Aspen Community Foundation addresses changing face of wildfire

Matthew Bennett
Glenwood Springs Post Independent
National Geographic science writer and authoer Gary Gerguson speaks to members of the public and fire officials during the Changing Face of Wildfire forum at the Glenwood Springs Community Center on Wednesday evening.
Chelsea Self / Post Independent

Wednesday evening, the Aspen Community Foundation hosted a forum at the Glenwood Springs Community Center, which heard from forest service supervisors, a National Geographic science writer and author as well as local fire chiefs titled “The Changing Face of Wildfire.”

As audience members awaited the evenings speakers, they first heard the 911 calls dispatch also listened to the evening the Lake Christine Fire blew up, followed by still images of its furious flames, devastating destruction and the first responders, countless volunteers and the community it brought together.

“Few who lived through the Lake Christine Fire will ever forget it,” forum moderator and former Aspen Mayor John S. Bennett said at the beginning of the event.

The first speaker of the evening, White River National Supervisor Scott Fitzwilliams, said the Lake Christine Fire’s eruption wasn’t what surprised him but rather the fact that only three homes were lost considering the severe situation on the ground.

“I don’t think a fire like Lake Christine is going to be an oddity in the future,” Fitzwilliams added. “Fire is here to stay.”

The forum was the second of three, with the first held Tuesday in Basalt and last in the series at 5:30 tonight in Aspen at the Doerr-Hosier Center at the Aspen Institute.

National Geographic science writer Gary Ferguson, who recently authored “Land On Fire: The New Reality of Wildfire In The West,” echoed Fitzwilliams on Wednesday night but also went on to describe how thousands of years’ worth of fires actually produced a lot of the beauty the Roaring Fork Valley displays today; however, Ferguson quickly discerned the difference between the routine fires of the past as opposed to the 200-foot-tall flames and 2,000-degree fires which has become the new norm.

“The climate is changing,” Ferguson said. “Now they’re not fire seasons, they’re fire years.”

Ferguson presented rigorous scientific numerical data and thermal geographic images but also detailed how simple mitigation techniques go a long way.

“Our forests are precious for a lot of reasons,” Ferguson said. “We can do an awful lot to save them. … It’s a reason to come together as a community,”

Following Ferguson, Basalt Fire Chief Scott Thompson took to the podium and said, “The nightmare happened to me this year,” describing how without the help of other local fire departments, national hotshot crews and volunteers, who knows how the Lake Christine Fire could have played out.

Thompson described how 100 homes in El Jebel would have been lost had it not been for firefighters putting their lives, literally, in between flames and property.

“We need to work with our politicians,” Thompson said.
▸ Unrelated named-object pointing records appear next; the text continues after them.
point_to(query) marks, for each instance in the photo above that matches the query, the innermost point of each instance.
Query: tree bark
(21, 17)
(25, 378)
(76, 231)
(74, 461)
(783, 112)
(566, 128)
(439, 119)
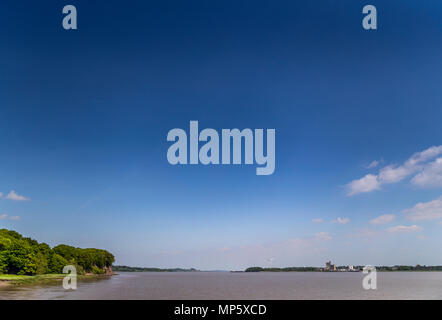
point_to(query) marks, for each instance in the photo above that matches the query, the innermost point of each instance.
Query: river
(227, 285)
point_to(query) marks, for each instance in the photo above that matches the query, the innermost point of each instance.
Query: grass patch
(40, 279)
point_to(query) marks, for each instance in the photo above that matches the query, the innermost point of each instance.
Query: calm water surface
(226, 285)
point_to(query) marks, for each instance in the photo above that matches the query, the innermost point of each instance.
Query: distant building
(329, 266)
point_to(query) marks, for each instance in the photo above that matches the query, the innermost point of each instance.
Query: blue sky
(85, 115)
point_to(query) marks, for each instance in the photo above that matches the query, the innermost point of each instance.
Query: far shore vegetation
(344, 268)
(24, 260)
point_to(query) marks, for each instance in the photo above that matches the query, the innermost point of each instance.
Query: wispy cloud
(431, 210)
(404, 229)
(325, 236)
(427, 173)
(368, 183)
(383, 219)
(16, 197)
(372, 164)
(431, 175)
(340, 220)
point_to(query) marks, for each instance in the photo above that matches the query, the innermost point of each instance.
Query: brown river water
(227, 285)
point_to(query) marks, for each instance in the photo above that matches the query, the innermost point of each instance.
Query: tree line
(25, 256)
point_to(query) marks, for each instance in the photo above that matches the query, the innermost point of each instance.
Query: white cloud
(417, 163)
(366, 184)
(404, 229)
(431, 210)
(14, 196)
(386, 218)
(372, 164)
(430, 176)
(323, 236)
(341, 220)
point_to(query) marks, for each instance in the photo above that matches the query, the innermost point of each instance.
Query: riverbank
(7, 280)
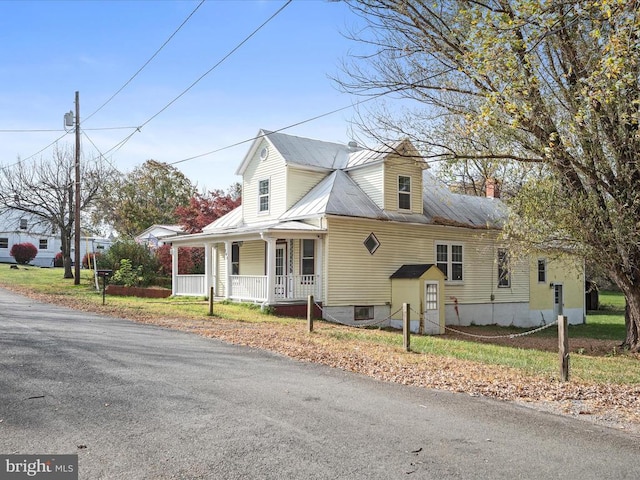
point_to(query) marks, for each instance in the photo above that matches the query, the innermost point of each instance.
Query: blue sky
(277, 78)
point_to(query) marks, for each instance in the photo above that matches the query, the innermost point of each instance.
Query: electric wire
(122, 142)
(147, 62)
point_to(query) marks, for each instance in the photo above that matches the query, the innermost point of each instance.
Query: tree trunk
(631, 317)
(65, 239)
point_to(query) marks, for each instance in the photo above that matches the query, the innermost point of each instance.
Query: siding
(370, 180)
(300, 182)
(252, 258)
(567, 271)
(402, 166)
(273, 168)
(354, 276)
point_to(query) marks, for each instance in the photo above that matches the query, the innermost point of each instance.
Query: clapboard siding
(354, 276)
(272, 168)
(394, 167)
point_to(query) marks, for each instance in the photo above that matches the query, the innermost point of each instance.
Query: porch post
(174, 270)
(271, 269)
(207, 268)
(227, 256)
(215, 268)
(319, 267)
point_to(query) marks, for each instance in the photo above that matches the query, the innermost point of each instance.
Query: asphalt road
(141, 402)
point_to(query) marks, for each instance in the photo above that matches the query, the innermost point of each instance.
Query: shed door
(431, 308)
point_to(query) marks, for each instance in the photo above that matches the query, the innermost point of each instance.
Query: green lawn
(607, 323)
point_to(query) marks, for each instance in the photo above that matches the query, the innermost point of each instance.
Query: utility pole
(76, 222)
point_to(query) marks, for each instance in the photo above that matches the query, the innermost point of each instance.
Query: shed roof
(412, 270)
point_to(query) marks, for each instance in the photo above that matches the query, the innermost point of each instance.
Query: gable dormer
(263, 182)
(391, 176)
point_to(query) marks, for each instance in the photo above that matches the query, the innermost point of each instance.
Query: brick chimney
(492, 188)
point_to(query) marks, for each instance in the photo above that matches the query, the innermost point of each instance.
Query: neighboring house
(155, 235)
(365, 231)
(20, 227)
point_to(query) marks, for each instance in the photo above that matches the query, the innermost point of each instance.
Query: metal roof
(412, 271)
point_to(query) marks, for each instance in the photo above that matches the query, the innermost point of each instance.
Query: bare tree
(557, 82)
(44, 189)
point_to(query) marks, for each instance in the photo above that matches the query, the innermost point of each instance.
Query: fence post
(211, 302)
(563, 347)
(406, 327)
(310, 313)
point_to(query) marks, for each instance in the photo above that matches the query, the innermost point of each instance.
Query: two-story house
(366, 230)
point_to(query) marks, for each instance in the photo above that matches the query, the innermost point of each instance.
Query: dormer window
(263, 196)
(404, 192)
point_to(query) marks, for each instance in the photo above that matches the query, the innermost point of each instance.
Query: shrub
(126, 275)
(143, 261)
(23, 253)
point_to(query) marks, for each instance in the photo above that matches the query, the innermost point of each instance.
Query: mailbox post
(105, 274)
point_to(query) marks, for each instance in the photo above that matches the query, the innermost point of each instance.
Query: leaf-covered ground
(616, 406)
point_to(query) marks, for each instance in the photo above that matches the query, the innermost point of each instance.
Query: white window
(404, 192)
(235, 258)
(449, 259)
(542, 270)
(504, 276)
(263, 195)
(307, 257)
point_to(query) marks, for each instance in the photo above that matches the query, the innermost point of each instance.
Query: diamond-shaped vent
(371, 243)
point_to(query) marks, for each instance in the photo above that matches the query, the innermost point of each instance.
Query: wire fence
(374, 323)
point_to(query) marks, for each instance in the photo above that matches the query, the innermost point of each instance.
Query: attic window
(404, 192)
(371, 243)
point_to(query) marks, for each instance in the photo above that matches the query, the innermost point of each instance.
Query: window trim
(371, 311)
(312, 258)
(264, 195)
(450, 261)
(407, 193)
(542, 261)
(235, 258)
(504, 268)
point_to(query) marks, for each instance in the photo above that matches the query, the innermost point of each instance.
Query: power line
(122, 142)
(147, 62)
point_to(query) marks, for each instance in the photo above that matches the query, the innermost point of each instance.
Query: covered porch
(267, 266)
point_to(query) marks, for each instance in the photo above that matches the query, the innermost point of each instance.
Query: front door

He also iterated how personal responsibility pertains to fire mitigation and that it should be at the forefront of every Roaring Fork Valley resident’s mind.

Echoing much of Thompson’s rhetoric, Greater Eagle Fire Chief Doug Cupp told the audience, “We live in chaos. That is what firefighters do.”

Pointing at a picture of El Jebel, which showed a charred mountainside on the left next to a community still alive and intact on the right, the Greater Eagle fire chief who made life-or-death decisions the night El Jebel was in dire danger said that had it not been the key communication between firefighters and law enforcement, that picture would look tragically different.